- Hoxwinder Hall
- Author(s): Dan Boris
- Website: hoxwinderhall.com
- Current status/schedule: Running
- Syndicate(s): Ink Bottle Syndicate
- Genre(s): Humor

= Hoxwinder Hall =

American comic strip by Dan Boris

Hoxwinder Hall is an American comic strip by Daniel Boris, who started the strip while in art school in the 1980s at Art Institute of Pittsburgh.

==Characters and Story==
Byron Hoxwinder gets much more than he bargains for when he secretly brings a baby alligator home from a family vacation in Florida. Hoxwinder Hall is about two brothers, an unlikely pet alligator named Dozi, and the law of unintended consequences.

The comic strip's main characters:
- Byron Hoxwinder, 10-year-old boy.
- Dozi, the lovable little alligator.
- Rowdy Hoxwinder, Byron's older brother.

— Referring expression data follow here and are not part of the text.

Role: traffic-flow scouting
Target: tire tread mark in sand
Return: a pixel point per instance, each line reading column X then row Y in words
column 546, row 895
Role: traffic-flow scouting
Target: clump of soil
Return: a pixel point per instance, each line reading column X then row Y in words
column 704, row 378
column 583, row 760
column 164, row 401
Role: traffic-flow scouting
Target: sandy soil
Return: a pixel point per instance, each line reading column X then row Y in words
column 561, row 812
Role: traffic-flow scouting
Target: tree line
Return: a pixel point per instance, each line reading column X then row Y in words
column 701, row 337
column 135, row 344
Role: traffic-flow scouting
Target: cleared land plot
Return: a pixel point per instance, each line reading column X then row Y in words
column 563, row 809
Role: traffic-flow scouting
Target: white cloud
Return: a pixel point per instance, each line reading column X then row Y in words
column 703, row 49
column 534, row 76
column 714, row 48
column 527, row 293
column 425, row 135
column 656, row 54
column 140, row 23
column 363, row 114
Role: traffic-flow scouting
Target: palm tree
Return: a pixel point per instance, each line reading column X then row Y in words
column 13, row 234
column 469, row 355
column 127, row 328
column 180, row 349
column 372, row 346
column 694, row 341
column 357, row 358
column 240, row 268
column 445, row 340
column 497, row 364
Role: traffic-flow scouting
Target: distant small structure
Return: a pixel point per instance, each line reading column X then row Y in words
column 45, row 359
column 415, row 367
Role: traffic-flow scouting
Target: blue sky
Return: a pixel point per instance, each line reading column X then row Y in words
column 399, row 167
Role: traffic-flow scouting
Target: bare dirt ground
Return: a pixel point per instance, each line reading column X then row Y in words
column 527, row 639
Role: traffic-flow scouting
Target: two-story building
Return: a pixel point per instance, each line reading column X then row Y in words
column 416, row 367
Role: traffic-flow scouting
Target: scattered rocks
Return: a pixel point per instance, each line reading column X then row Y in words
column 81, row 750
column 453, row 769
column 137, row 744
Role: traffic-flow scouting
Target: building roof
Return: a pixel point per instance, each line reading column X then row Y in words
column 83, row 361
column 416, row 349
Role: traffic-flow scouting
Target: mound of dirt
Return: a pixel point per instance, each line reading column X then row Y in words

==Contests and Syndication==
Hoxwinder Hall first gained attention when it was selected as a Top 10 finalist in the Washington Post's 2010 "America's Next Great Cartoonist" contest.
The contest judges included Stan Lee, Richard Thompson, and Gene Weingarten. The strip was then voted a Top 5 finalist by the public.

In early 2011, the comic strip was the runner-up in the Cartoonist Studio's "So You Wanna Be A Cartoonist" competition.
As a result of this contest, Boris was awarded a mentorship with syndicated cartoonist Rick Kirkman, co-creator of the very successful syndicated Baby Blues comic strip.

In December 2011, Hoxwinder Hall was signed to a syndication agreement with Ink Bottle Syndicate to print and distribute the comic throughout the U.S. through a weekly newspaper called "Funnies Extra!".